JDPS used a next-generation engine control unit (ECU) in its 13.6L engine. The new ECU utilizes advanced model-based controls that enhance reliability and transient control.
Technology Improves Performance
Efficiency is a key area in which many manufacturers focus their design efforts. For JDPS, this includes looking at ways to improve fuel efficiency. To do so, it is addressing combustion and air handling efficiency, as well as managing friction losses by leveraging advanced modeling techniques.
For its 13.6L engine, JDPS used a clean-sheet approach. Designing the engine from the ground up better enabled the company to address many of the areas it wanted to improve. “One of the objectives of that project was to manage in-cylinder efficiencies,” Block notes. “We designed this engine for increased firing pressures to accommodate fast fuel burn while minimizing heat losses, leading to increased performance.”
"We recognize that if we’re going to make our transportation more sustainable, we need to make engines more efficient," says Laurence Fromm, executive vice president of business development, Achates Power.
Achates Power Inc.Achates Power is currently evaluating the use of opposed-piston engines. Though not a new concept, Fromm says it was previously thought that while opposed-piston technology was more efficient than conventional engines, it would be a challenge to meet modern emissions standards. However, the company has found it to be the opposite; the technology is actually cleaner in addition to being more efficient.

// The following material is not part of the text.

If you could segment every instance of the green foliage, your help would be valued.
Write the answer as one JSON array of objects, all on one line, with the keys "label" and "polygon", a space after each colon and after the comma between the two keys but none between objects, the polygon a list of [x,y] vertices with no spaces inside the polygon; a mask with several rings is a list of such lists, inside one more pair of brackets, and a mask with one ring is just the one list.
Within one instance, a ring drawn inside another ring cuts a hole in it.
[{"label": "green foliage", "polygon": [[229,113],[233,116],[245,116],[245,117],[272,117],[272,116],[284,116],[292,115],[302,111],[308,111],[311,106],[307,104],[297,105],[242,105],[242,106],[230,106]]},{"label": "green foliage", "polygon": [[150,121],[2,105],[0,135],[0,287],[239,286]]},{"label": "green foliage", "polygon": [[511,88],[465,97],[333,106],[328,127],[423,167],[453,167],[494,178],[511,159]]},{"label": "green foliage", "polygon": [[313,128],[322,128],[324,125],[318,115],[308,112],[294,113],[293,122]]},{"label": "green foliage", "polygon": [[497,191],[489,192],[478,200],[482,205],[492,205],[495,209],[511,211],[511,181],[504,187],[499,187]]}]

Fromm explains that in a conventional engine, there is a piston which goes back and forth in a cylinder. But in an opposed-piston engine, every cylinder has two pistons that come together. The piston crowns are what forms the combustion chamber. “There's a lot of benefits to that architecture,” he says.
As there is no longer a cylinder head, efficiency can be improved because heat losses typically associated with cylinder heads are eliminated. In conventional engines, cylinder heads get very hot and aggressive cooling is needed, and all the heat is wasted energy. “We can take more of the energy in the fuel and turn it into useful work,” says Fromm. Studies have shown an opposed-piston engine can be 13% to 15% more efficient due to the reduced heat loss and other benefits.
Achates Power Inc.Achates is currently working on several major projects, one of which is developing an advanced combat engine for the U.S. Army. Power pack density — how much power can be put into a unit — is the main criteria. The entire engine system, including the engine itself, fuel system and cooling system, are part of this power pack because it all needs to be under armor.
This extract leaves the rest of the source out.